The problem, in general with hashing IP addresses (especially ipv4) is that there's not that many of them.

If I tell you the value is either 1 or 2, but I hashed it with sha256 to make it secure, that's bullshit, right? You can just hash both and see which it is.

Same concept applies regardless of the hash algo, and still applies if you have more than 2 possible values, 4 billion or so possible ipv4 addresses is _not_ that many values to a computer.

Other common places this problem occurs is with any other restricted set of values, eg phone numbers and email addresses (most are at like 5 domains and are easy to guess/know).

pdyc · on Nov 29, 2024

most likely through one way ip hashing bounded by time duration. If you have utm's in your url than it can track otherwise probably not.

awongh · on Nov 30, 2024

As a side consideration, according to the varying opinions in response to this question it’s not really clear what constitutes PII (personally identifying information).

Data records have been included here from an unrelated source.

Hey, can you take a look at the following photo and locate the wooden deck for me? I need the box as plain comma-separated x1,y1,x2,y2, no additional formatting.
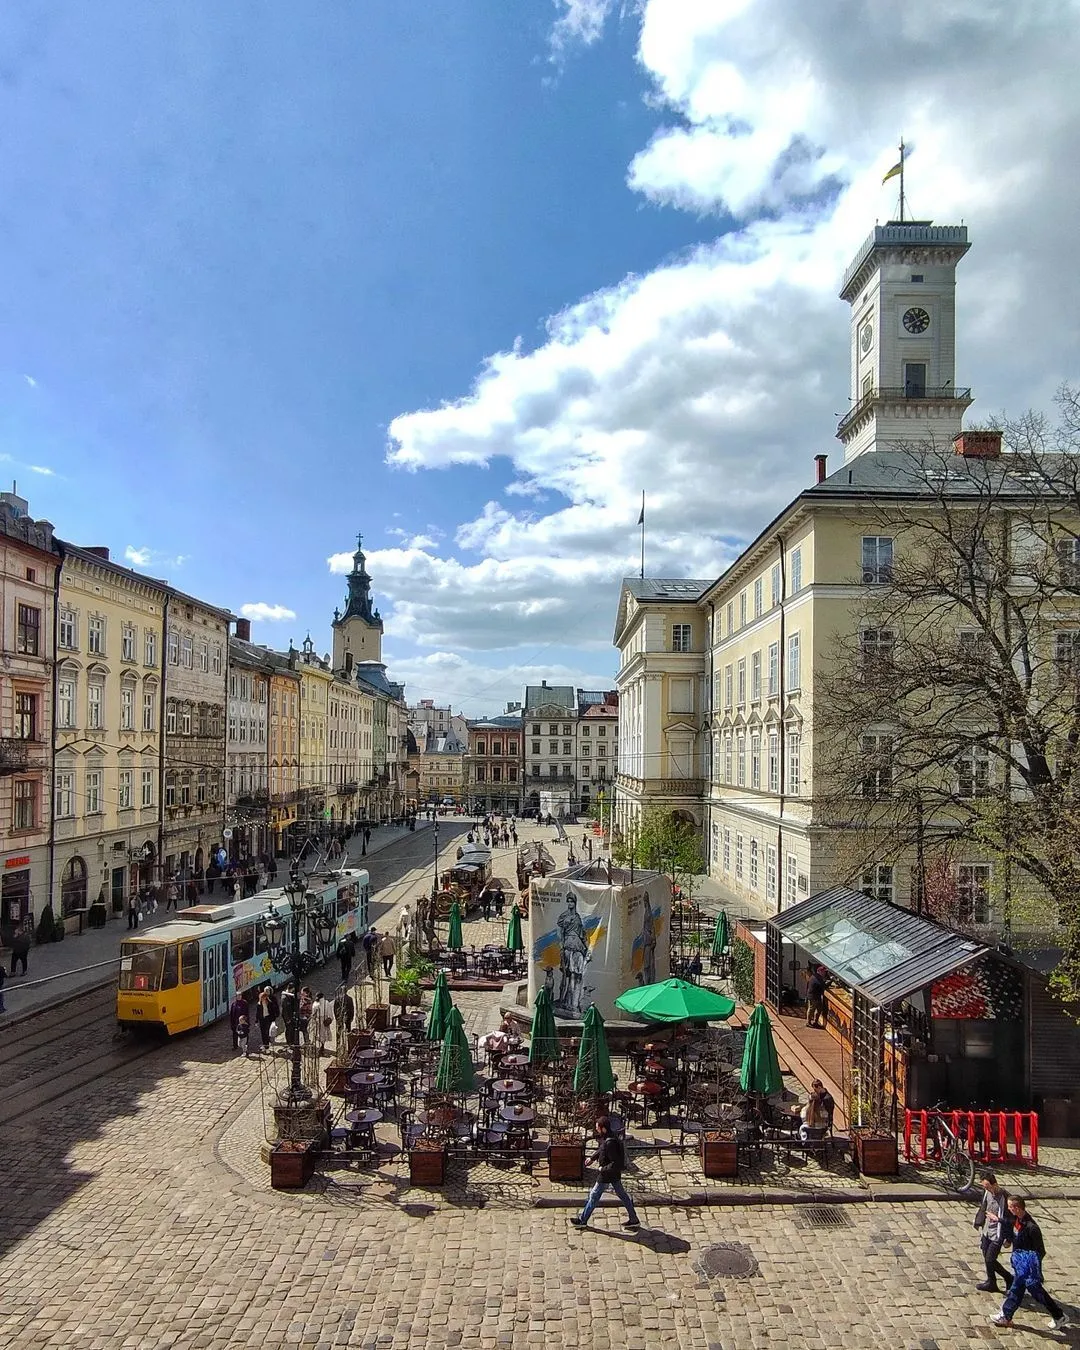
733,1003,849,1129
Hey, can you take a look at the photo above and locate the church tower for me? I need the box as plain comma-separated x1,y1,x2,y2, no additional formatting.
837,221,973,461
332,534,384,672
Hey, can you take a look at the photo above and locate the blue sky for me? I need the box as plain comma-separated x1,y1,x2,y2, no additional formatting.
3,2,1079,714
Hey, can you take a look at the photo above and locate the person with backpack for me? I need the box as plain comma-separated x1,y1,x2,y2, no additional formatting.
570,1116,640,1231
990,1197,1069,1330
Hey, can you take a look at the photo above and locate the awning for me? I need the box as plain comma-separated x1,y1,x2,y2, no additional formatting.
769,885,988,1006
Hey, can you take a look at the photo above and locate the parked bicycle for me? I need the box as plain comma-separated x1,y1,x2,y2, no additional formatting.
926,1102,976,1192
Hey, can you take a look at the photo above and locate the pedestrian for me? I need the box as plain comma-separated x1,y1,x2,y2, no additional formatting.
333,988,355,1047
973,1171,1012,1293
570,1116,640,1230
379,929,396,978
257,985,276,1051
805,965,827,1028
298,986,314,1043
364,827,371,851
165,879,177,911
10,926,30,976
311,992,334,1055
280,986,298,1045
229,992,248,1050
991,1197,1069,1330
337,934,354,984
127,894,140,931
236,1009,251,1058
0,962,6,1012
187,877,199,907
361,926,377,978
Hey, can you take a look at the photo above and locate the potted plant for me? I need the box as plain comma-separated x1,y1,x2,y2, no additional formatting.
548,1132,586,1183
850,1090,899,1176
408,1135,447,1185
324,1060,348,1095
269,1139,317,1189
35,904,57,945
701,1128,739,1178
389,966,424,1009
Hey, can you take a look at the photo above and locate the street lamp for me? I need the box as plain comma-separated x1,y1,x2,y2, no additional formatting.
262,872,338,1104
431,816,440,898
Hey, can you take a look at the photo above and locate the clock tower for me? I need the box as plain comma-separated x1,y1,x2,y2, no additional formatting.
837,221,973,461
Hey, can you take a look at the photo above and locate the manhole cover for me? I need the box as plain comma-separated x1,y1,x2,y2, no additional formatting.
696,1243,758,1280
795,1205,852,1230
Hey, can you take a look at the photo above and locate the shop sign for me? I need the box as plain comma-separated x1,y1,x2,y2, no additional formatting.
4,855,31,870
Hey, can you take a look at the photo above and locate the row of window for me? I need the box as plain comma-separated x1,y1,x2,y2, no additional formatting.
529,723,575,735
229,672,268,702
473,740,521,756
473,765,519,783
715,729,801,795
227,714,267,746
53,767,159,819
717,635,800,710
712,826,787,904
165,701,223,739
719,550,805,643
55,674,159,733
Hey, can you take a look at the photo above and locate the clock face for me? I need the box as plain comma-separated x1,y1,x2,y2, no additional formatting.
903,306,931,334
860,321,873,354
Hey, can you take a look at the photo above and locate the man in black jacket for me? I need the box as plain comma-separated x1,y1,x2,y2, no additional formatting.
570,1117,640,1231
972,1171,1011,1293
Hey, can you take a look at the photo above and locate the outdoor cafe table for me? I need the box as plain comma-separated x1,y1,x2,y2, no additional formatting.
347,1071,386,1089
500,1053,530,1070
499,1104,536,1124
345,1108,383,1127
702,1103,742,1127
381,1029,412,1044
492,1078,525,1097
354,1049,389,1066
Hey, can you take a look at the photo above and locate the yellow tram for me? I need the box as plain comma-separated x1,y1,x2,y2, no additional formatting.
116,868,370,1035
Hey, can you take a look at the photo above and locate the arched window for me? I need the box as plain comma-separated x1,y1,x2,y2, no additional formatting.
61,855,88,917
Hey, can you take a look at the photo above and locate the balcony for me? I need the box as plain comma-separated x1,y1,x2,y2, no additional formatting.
0,737,44,775
837,384,972,437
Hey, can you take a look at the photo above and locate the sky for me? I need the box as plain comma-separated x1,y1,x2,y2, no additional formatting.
2,1,1079,716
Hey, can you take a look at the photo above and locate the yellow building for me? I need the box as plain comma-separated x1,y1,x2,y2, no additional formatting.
53,544,166,916
267,654,300,853
297,637,333,833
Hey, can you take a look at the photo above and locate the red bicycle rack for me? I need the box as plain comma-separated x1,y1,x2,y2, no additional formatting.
903,1108,1039,1168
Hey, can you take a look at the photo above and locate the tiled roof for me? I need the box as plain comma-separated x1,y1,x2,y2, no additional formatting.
524,684,576,711
622,578,712,602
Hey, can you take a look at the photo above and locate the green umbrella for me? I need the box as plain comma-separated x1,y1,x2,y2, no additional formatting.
739,1002,783,1098
573,1004,615,1096
434,1005,477,1093
426,968,453,1042
711,910,730,960
447,900,464,951
506,904,524,953
527,983,559,1067
615,977,735,1024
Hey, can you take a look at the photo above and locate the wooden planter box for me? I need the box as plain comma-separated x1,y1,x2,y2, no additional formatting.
548,1141,585,1183
409,1145,447,1186
270,1144,316,1189
855,1133,898,1176
346,1029,374,1055
701,1134,739,1178
325,1063,348,1096
366,1004,391,1032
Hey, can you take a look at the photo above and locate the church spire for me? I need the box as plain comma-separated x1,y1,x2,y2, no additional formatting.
336,528,382,628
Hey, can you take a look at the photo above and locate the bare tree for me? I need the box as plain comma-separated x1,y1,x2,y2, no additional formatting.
814,387,1080,1004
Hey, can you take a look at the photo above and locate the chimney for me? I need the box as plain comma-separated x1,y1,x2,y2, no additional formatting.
954,430,1002,459
235,617,251,641
85,546,110,561
814,454,828,484
541,679,548,688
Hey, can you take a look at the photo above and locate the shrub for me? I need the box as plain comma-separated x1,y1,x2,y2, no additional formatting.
731,936,756,1005
35,904,57,945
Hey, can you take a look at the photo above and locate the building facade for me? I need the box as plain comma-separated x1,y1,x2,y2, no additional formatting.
522,682,578,817
267,653,301,854
466,715,522,814
577,697,618,818
297,637,333,837
0,494,60,933
161,588,230,883
411,730,467,806
53,544,166,917
226,624,271,861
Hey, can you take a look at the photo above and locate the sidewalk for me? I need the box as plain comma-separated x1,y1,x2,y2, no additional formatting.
0,820,431,1022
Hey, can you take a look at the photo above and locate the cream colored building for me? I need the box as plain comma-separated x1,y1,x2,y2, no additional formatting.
53,544,166,915
613,215,1038,924
297,637,333,831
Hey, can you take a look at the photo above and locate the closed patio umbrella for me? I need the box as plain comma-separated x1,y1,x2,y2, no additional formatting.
426,968,453,1042
615,977,735,1024
506,903,524,953
573,1003,615,1097
711,910,730,961
738,1002,783,1098
434,1005,477,1093
527,983,559,1068
447,900,464,951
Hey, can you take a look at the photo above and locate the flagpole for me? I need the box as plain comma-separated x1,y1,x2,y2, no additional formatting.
898,137,905,223
639,490,645,580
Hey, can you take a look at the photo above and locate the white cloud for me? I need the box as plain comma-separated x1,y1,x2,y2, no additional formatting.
241,602,297,624
377,2,1080,660
125,545,188,571
23,374,37,389
385,650,615,718
550,0,620,54
125,546,152,566
28,464,55,476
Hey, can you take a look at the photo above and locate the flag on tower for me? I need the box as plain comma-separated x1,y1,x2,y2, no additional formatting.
882,159,903,184
637,498,645,526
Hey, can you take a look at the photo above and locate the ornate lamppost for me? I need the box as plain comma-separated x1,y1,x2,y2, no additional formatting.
431,816,440,898
262,872,338,1104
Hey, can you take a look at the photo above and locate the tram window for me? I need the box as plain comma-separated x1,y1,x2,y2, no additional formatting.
119,942,164,991
255,921,269,956
337,885,356,918
231,924,255,963
161,944,178,990
181,940,200,983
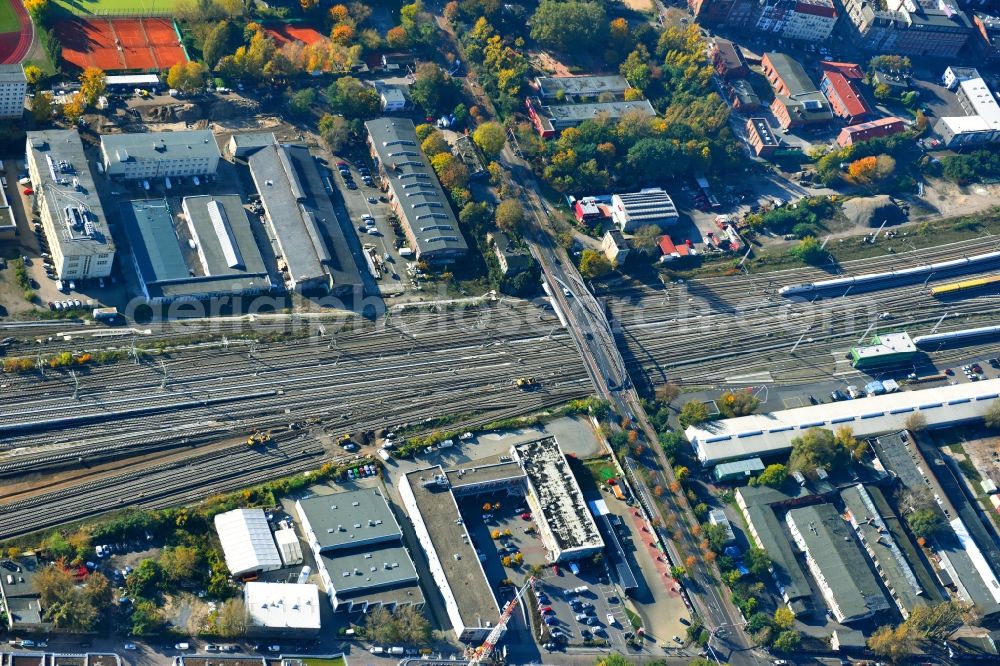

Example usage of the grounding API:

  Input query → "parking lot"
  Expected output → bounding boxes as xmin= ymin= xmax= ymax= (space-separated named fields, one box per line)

xmin=532 ymin=562 xmax=632 ymax=653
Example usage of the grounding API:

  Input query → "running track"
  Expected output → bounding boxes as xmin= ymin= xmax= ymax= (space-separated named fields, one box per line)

xmin=0 ymin=0 xmax=33 ymax=65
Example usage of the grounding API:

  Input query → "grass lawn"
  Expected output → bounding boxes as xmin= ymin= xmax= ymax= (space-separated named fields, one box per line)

xmin=51 ymin=0 xmax=185 ymax=16
xmin=303 ymin=658 xmax=346 ymax=666
xmin=0 ymin=0 xmax=19 ymax=33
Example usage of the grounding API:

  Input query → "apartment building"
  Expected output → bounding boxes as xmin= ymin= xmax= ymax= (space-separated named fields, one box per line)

xmin=25 ymin=130 xmax=115 ymax=280
xmin=819 ymin=61 xmax=873 ymax=123
xmin=839 ymin=0 xmax=972 ymax=58
xmin=101 ymin=130 xmax=221 ymax=180
xmin=0 ymin=64 xmax=26 ymax=118
xmin=757 ymin=0 xmax=839 ymax=41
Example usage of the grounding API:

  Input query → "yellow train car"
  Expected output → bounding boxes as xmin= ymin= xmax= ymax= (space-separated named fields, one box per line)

xmin=930 ymin=274 xmax=1000 ymax=297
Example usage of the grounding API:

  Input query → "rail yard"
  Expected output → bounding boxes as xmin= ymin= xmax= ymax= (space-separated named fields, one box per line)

xmin=606 ymin=236 xmax=1000 ymax=387
xmin=0 ymin=301 xmax=590 ymax=539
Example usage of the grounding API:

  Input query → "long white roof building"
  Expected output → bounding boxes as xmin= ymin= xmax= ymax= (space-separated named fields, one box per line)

xmin=687 ymin=379 xmax=1000 ymax=465
xmin=214 ymin=508 xmax=283 ymax=577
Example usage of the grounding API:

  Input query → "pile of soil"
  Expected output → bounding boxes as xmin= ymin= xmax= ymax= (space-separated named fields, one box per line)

xmin=842 ymin=195 xmax=908 ymax=228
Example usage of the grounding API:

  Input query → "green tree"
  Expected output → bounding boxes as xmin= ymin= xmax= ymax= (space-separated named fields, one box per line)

xmin=35 ymin=567 xmax=108 ymax=631
xmin=472 ymin=121 xmax=506 ymax=157
xmin=631 ymin=224 xmax=662 ymax=254
xmin=42 ymin=532 xmax=75 ymax=561
xmin=594 ymin=654 xmax=631 ymax=666
xmin=31 ymin=91 xmax=54 ymax=122
xmin=906 ymin=508 xmax=943 ymax=540
xmin=789 ymin=428 xmax=848 ymax=473
xmin=718 ymin=390 xmax=759 ymax=417
xmin=773 ymin=606 xmax=795 ymax=630
xmin=747 ymin=547 xmax=772 ymax=577
xmin=130 ymin=598 xmax=164 ymax=635
xmin=530 ymin=0 xmax=606 ymax=54
xmin=701 ymin=522 xmax=729 ymax=552
xmin=578 ymin=248 xmax=612 ymax=279
xmin=202 ymin=20 xmax=238 ymax=69
xmin=757 ymin=464 xmax=788 ymax=488
xmin=318 ymin=113 xmax=350 ymax=152
xmin=324 ymin=76 xmax=379 ymax=119
xmin=986 ymin=398 xmax=1000 ymax=429
xmin=772 ymin=630 xmax=801 ymax=652
xmin=288 ymin=88 xmax=316 ymax=116
xmin=126 ymin=559 xmax=163 ymax=598
xmin=873 ymin=83 xmax=892 ymax=100
xmin=420 ymin=131 xmax=450 ymax=156
xmin=678 ymin=401 xmax=710 ymax=428
xmin=410 ymin=62 xmax=458 ymax=116
xmin=159 ymin=545 xmax=201 ymax=583
xmin=430 ymin=152 xmax=469 ymax=191
xmin=788 ymin=236 xmax=828 ymax=265
xmin=167 ymin=62 xmax=207 ymax=93
xmin=495 ymin=199 xmax=525 ymax=233
xmin=658 ymin=430 xmax=685 ymax=460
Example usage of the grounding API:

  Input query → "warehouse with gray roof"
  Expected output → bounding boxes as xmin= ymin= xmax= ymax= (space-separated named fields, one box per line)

When I researched this topic it was strange to me that no one seems to agree. Is it just arm-chair internet answers? Or is it actually that the letter of the law is actually ambiguous? What are the real world consequences of using this when it’s possible it violates GDPR? Or, what are the chances there would be consequences?

t0mas88 · on Dec 3, 2024

PII in the general public's definition is a name, address etc. The confusion in these discussions comes from European regulations defining browsing behaviour as personal data, which makes GDPR applicable to it. Even if that browsing behaviour data is in layman's terms anonymous "and thus not PII" it is considered personal data under EU rules.